# New Hollands new Big Balers



## stonegrownllc (Jul 31, 2011)

Anybody seen one or been lucky enough to be at the dealer orientations going on lately? My dealer just was in Idaho at the orientation and said it is way impressive! I saw the brochure they gave the dealers and it was one bad ass looking machine. Just wondering if anyone has seen one in person. Looked like some impressive features on the machine. They actually gave them numbers that make sense such as Big Baler 340 and Big Baler 330. I am starting to save my money already.


----------



## Vol (Jul 5, 2009)

Large square??

Regards, Mike


----------



## rjmoses (Apr 4, 2010)

Here's a link to the BB9040 offered in the UK. They had links to other new models, like BB9050, but those have been removed.

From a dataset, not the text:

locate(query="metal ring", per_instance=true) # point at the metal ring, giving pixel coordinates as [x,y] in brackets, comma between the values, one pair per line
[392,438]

http://agriculture.newholland.com/uk/en/Products/Balers/BB9040/Pages/Knotting_details.aspx

Can't wait for them to show up in the US.

Ralph


----------



## JoshA (Apr 16, 2008)

Best looking big baler I've seen, like the look of it even better than the current line of Hesstons!


----------



## Teslan (Aug 20, 2011)

But it appears they have the same cheap toolbox that new holland puts on everything these days. That when loaded with tools will break after so many bumps. It does look good though. I wonder if it will have on board hydraulics like the Hesstons.


----------



## stonegrownllc (Jul 31, 2011)

The one I seen was Red and it showed a good picture of the new pickup on it. Has a small auger on the top and a bigger one on the bottom. The salesman I talked to said they cut two of the bales open and then rebaled them and just plowed right through them and spit em out the back. I have a feeling hesston and krone might have there hands full after these hit the ground.


----------



## Teslan (Aug 20, 2011)

I found an article on the new NH ones and the only thing that it has that the Hesston doesn't already have is that roller thing above the hay pickup. At least that the article mentions. I didn't see that it has onboard hydraulics like the hesston has. I like that feature alot. I don't know enough about the Krones.


----------



## stonegrownllc (Jul 31, 2011)

I have a NH and the only hydraulic hookup is to lower the pickup and fold out the baler chute. All the pressures are ran off a pump in the baler.


----------



## CF-Farmer (Jan 10, 2012)

I am not to sure but I thought New Holland put onboard hydraulics on there balers when they came out with the BB line. Then Hesstion followed with there new one's. But not sure. I know it makes a lot better bales with onboard hydraulics. I do know that is a bad ass looking baler. I hope it bales like it looks. Can't wait to watch one run.


----------



## Gearclash (Nov 25, 2010)

I know for sure that on board hydraulics for the hydroformatic bale chamber were on New Holland's first generation of mid and large squares which was the D800, D1000, and D2000. These precede the BB series.


----------



## Teslan (Aug 20, 2011)

When I looked at NH and Hesston 3x3 balers last fall I was told that the NH needed 6 Hydraulic connections and just assumed that was because it didn't have on board hydraulics and there was no mention of it in the literature for the NH while Massey brags about it. Plus the NH sales guy didn't mention that at all either while the Massey sales guy did. I must be wrong then. We bought the Massey 3x3 baler and it's been great. Although the accumulator on it has had a few issues one of which I must call the dealer about right now.


----------



## Anthony (Oct 15, 2010)

Same old girl with a new dress, bigger flywheel, slightly more PS/M and tweeked intake and pickup. This is still only a 50-70K bale baler with no longevity or long term reliablity to its design. Same old solid hitch welded straight into the frame design as Hesston. But it does look good. "This what I call a John Deere make over".


----------



## Hank- in or (Feb 12, 2009)

Here is a link to the new baler. I would have to see one in person before I get very excited being a previous NH BB960 owner.
http://agriculture.newholland.com/uk/en/WNH/news/Pages/2012_BBlaunch_news.aspx


----------



## Teslan (Aug 20, 2011)

ooo it has a water tank for hand washing. Now that's luxury. I'm kinda chuckling about all the references to operator comfort and such. I don't ride on the baler itself. Comfort is all in the tractor and the tractor alone. Now if they can figure out how to keep dust and hay from parking itself on the baler anywhere but the bale chamber I'm sold. That would be luxury.


----------